Can someone help me with a script which will simply get each page of a website via HTTP, by following (internal) links and give a report on the total size of each page?

This would need to be HTML file size, image file size, (including background images as well) and total.

Modules OK.
I would probably use wget and do a recursive fetch of the whole website. Then get the size of all the data you downloaded.

But i guess you dont want to have to download the whole website. You will have to still download all the webpages, but not all the gif's n stuff, in order to get all the links to other files and images.
You can use the HEAD method to get the size of the files.

Have a look at HTML::LinkExtor, its a subset of the HTML::Parser, and has a simple example of how to get all the tag's details out of the html.


Maybe I didn't mention I was being lazy.

Give me some code to do the basics (let's say, create a hash with the page URL as the key and the size as the value) and I'll handle all the rest.

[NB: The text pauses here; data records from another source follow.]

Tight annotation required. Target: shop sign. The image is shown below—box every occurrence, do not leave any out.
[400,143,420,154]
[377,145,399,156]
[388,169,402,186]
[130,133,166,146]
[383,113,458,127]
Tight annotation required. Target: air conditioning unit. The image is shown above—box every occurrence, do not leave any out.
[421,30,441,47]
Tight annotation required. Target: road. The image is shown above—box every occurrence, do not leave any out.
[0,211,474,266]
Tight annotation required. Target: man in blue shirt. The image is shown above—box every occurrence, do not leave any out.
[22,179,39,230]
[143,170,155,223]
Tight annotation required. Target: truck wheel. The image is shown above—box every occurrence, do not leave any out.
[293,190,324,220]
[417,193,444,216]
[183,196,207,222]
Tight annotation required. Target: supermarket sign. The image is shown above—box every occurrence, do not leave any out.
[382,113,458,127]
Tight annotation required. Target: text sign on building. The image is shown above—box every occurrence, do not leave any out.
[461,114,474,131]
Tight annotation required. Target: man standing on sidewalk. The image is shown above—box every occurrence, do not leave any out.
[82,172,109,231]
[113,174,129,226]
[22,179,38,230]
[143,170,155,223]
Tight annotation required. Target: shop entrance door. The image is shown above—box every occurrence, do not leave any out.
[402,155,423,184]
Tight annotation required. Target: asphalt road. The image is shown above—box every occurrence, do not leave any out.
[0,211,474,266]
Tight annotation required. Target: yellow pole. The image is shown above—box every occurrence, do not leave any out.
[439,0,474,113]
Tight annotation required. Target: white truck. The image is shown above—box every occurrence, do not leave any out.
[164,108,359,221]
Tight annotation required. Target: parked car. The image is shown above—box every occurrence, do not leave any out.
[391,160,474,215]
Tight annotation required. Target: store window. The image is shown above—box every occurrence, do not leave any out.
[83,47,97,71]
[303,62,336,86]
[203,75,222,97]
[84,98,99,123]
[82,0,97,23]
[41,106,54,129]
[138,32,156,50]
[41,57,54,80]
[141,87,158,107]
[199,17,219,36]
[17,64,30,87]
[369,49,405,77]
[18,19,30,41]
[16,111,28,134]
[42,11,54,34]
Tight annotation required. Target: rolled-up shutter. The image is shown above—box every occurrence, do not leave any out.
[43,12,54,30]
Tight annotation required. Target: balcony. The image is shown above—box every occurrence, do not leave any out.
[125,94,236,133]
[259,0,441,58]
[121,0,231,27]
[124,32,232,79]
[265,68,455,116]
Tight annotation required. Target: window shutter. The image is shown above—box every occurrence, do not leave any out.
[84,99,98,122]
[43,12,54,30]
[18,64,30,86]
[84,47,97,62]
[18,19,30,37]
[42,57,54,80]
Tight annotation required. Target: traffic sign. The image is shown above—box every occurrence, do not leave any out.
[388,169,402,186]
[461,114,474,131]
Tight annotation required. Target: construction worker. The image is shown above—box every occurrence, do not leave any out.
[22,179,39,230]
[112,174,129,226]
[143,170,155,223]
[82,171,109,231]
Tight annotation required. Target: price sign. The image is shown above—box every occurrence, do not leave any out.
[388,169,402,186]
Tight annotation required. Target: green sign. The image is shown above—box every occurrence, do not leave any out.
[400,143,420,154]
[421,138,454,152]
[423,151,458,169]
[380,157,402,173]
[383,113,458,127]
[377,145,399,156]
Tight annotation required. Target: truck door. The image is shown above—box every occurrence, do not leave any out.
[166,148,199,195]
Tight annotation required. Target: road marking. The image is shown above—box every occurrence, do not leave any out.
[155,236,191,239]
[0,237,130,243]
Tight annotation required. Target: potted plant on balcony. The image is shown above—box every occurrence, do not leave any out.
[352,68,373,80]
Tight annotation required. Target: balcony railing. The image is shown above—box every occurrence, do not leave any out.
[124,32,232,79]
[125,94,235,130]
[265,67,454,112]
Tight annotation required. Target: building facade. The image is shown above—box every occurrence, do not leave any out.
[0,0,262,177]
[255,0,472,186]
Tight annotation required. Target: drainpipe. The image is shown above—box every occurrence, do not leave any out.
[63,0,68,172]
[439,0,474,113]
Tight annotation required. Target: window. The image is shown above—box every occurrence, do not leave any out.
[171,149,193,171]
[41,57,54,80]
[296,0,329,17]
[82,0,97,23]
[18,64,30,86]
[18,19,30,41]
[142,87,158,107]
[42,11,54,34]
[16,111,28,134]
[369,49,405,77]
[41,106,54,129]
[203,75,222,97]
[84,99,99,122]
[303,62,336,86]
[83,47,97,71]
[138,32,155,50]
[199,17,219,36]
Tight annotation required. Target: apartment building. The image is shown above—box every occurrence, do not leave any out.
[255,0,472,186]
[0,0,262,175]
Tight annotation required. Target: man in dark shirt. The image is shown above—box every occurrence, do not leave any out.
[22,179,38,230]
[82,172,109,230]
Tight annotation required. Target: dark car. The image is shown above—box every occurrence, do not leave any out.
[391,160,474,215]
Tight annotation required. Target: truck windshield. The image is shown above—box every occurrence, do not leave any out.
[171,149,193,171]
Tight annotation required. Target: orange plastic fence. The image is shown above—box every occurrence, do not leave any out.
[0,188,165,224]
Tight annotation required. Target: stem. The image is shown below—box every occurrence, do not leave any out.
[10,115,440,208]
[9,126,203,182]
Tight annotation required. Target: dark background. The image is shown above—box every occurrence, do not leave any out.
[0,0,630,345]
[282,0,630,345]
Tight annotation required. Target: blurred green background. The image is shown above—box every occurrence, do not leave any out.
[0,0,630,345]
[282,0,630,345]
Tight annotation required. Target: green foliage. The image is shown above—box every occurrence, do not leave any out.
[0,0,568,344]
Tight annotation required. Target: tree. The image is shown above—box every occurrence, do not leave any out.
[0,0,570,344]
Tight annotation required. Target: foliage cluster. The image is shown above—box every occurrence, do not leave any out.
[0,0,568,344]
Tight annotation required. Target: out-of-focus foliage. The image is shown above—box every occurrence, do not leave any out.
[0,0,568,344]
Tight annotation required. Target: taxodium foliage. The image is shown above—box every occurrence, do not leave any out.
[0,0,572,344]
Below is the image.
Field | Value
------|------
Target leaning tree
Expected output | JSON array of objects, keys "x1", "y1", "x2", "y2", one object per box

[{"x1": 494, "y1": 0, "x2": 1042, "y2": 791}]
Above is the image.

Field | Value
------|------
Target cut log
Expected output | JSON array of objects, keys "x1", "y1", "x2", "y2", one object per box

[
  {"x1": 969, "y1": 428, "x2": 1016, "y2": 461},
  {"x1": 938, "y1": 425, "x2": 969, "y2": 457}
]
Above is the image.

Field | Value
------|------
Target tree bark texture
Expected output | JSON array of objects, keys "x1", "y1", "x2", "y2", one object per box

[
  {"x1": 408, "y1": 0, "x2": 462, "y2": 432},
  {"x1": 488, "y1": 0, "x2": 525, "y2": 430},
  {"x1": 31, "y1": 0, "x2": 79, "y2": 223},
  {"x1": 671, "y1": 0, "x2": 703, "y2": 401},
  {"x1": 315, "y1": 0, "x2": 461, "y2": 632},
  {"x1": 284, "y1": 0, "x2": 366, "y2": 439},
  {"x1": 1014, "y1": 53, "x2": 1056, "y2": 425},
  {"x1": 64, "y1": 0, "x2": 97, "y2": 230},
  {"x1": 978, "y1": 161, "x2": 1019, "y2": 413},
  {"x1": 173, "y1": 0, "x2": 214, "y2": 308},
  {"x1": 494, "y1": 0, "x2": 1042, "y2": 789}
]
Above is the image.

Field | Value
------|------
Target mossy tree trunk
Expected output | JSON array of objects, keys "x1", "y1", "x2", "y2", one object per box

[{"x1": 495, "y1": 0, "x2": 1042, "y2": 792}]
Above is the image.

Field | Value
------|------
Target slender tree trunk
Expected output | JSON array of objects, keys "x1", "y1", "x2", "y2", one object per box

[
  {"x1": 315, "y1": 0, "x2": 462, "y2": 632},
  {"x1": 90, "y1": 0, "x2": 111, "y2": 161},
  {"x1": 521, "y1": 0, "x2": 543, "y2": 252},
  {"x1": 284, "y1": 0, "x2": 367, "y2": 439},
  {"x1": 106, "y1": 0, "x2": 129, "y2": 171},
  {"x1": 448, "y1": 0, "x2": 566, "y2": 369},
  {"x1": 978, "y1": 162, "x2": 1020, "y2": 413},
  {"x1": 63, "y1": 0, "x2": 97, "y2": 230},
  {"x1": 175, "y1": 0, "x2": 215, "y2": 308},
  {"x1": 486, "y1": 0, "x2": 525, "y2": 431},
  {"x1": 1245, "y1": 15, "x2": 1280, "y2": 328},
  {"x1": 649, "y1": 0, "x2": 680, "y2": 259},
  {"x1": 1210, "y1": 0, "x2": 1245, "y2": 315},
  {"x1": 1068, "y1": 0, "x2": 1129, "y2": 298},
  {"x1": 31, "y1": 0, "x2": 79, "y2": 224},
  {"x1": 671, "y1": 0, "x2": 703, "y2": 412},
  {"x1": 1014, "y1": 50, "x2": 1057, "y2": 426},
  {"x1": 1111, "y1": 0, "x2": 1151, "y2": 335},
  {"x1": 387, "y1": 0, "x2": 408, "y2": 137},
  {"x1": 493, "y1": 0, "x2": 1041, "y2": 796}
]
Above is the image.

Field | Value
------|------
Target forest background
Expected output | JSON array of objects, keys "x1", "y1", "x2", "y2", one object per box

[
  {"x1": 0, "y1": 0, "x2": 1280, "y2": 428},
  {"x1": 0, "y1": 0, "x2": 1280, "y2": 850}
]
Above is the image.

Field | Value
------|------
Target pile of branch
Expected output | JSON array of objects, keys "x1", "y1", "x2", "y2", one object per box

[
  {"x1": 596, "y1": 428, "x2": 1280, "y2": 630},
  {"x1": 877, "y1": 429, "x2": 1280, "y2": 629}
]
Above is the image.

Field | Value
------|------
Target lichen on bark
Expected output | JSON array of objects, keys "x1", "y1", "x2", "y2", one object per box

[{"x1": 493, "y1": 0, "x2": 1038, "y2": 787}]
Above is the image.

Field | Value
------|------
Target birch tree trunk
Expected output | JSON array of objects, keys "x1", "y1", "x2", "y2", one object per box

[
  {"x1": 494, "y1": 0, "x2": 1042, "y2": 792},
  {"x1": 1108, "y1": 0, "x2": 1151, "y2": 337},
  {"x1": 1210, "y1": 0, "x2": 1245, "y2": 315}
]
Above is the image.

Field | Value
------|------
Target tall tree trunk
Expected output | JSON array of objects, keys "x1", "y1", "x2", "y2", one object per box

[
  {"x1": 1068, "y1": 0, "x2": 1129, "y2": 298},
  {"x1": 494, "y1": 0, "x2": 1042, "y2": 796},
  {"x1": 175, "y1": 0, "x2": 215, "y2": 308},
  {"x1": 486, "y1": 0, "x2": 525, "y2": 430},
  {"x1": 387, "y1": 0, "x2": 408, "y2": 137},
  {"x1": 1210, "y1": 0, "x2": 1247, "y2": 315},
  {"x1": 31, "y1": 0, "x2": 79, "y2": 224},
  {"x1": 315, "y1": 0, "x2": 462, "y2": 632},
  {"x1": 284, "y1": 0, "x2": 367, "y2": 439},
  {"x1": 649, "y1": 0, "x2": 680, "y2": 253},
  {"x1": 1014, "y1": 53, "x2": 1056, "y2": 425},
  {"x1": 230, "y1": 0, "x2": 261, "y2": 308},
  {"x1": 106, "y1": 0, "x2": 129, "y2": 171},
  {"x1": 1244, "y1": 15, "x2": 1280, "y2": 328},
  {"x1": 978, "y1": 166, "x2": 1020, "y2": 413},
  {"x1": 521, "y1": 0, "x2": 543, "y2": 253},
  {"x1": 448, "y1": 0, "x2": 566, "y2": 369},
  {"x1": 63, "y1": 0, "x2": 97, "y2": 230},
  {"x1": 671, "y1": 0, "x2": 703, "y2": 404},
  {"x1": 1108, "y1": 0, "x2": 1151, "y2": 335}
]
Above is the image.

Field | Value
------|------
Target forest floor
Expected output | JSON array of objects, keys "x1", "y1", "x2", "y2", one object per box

More points available if you think I'm being stingy.
Well, if you want to be really lazy, you'd wget the whole thing. It would just cost a bit of bandwidth.

But, your server will need wget installed, not to mention the free space.

Something like this:
$website = '';

#this will store all the files in the directory, under the current directory
system("wget -r http://$websiteUrl/");
$size = `du -sh $website`;
print "Size is $size\n";
#system("rm -fR $website");#uncoment this to delete all the files...